"Hallo Dek, bagaimana kegiatannya sudah selesai?" tanya Imam yang kini sudah ada di salah satu ruang perawatan pasien dimana seorang mahasiswi sedang membantu pasien itu untuk meletakkan nampan bekas makanan siangnya.
Sontak teguran itu membuat Ayu sedikit terkejut.
"Eh pak dokter tampan, gadis ini ternyata Adek perempuannya?" tanya sang pasien wanita yang berumur sekitar 40 tahun mendapati kunjungan tak terduga.
Sementara suasana di sekitar ruangan itu sudah ribut sedari tadi menyapa Imam dan bahkan ada yang membicarakannya karena tak biasanya pria itu akan berkunjung di jam makan siang seperti ini ke ruangan pasien.

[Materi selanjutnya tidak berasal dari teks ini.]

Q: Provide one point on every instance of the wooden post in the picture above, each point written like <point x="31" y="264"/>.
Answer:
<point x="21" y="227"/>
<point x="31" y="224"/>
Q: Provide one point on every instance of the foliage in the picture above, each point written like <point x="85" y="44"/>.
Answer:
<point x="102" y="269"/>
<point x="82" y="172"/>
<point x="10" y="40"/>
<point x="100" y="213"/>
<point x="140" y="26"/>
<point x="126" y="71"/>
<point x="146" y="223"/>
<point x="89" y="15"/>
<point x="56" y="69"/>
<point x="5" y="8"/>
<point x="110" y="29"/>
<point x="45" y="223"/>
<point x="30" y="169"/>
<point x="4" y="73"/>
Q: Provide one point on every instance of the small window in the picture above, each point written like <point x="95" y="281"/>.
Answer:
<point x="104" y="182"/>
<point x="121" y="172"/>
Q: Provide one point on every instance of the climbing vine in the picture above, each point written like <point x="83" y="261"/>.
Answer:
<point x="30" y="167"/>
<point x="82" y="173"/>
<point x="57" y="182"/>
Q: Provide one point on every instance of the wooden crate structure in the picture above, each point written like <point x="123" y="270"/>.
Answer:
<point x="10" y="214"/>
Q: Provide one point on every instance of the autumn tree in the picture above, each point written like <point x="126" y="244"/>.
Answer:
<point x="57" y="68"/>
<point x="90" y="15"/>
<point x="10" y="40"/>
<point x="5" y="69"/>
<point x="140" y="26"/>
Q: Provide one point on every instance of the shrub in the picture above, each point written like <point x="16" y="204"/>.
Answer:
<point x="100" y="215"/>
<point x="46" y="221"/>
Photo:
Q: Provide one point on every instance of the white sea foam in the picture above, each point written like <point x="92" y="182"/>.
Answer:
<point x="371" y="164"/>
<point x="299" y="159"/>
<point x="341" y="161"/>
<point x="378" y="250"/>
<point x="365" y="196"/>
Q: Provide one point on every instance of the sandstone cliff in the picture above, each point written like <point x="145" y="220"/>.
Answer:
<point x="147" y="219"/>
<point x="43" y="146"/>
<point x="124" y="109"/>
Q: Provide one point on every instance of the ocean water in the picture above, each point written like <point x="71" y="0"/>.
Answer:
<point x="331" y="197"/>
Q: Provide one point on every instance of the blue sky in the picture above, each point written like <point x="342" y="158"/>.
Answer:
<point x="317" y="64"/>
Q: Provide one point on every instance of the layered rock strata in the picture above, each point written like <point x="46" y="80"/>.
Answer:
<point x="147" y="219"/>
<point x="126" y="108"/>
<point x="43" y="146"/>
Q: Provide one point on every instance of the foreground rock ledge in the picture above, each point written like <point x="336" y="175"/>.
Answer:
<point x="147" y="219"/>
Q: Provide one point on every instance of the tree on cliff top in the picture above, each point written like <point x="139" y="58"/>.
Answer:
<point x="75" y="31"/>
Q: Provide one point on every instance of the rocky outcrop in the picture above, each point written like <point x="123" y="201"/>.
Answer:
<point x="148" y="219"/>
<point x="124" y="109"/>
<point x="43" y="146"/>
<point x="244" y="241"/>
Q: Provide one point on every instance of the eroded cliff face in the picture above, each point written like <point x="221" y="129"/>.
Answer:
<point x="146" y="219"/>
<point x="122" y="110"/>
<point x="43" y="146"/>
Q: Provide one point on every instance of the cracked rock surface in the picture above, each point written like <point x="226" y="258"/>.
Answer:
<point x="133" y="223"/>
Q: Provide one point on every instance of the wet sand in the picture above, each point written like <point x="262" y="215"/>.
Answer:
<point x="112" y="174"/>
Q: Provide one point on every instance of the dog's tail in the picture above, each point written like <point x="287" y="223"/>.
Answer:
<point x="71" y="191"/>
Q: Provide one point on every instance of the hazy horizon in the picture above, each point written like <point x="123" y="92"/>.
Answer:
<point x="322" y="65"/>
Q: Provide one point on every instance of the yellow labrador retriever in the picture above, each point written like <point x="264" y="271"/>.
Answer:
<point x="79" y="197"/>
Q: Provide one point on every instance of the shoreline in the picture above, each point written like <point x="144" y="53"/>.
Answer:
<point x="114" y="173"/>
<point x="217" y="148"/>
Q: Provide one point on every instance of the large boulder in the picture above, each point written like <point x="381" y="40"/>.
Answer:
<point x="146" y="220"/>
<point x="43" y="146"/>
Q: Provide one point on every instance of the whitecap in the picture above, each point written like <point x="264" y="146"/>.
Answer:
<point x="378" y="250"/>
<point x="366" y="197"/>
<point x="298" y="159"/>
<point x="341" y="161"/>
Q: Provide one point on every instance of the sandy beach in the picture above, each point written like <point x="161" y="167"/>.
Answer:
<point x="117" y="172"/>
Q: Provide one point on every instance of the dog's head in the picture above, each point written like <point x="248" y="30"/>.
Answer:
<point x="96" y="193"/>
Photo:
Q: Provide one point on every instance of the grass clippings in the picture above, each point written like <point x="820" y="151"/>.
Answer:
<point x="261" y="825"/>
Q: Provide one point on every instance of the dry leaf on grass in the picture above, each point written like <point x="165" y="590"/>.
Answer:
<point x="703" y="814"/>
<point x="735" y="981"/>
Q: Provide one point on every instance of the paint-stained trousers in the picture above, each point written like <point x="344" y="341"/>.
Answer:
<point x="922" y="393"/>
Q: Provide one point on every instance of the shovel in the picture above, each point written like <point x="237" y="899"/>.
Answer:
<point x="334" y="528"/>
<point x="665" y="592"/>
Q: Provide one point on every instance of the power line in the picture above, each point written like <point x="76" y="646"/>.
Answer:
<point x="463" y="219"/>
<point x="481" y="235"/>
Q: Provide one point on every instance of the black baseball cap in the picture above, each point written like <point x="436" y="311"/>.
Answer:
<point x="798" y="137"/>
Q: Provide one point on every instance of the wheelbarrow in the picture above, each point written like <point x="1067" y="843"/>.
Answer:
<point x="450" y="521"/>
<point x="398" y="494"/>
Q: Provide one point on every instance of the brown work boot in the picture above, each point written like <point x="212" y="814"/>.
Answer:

Imam melempar senyum ke pasiennya, "bukan Bu dia bukan adik perempuan saya. Melainkan kekasih saya Bu." Ucapnya dengan penuh ketegasan membuat Ayu bahkan hampir saja menjatuhkan nampan yang baru saja ia letakkan di atas nakas.
Hati gadis itu kini tak karuan bahkan irama detak jantungnya langsung kacau , tubuhnya terasa panas dingin mendengar pernyataan dari kenalan barunya itu. Tremor tremor sudah Ayu saat ini.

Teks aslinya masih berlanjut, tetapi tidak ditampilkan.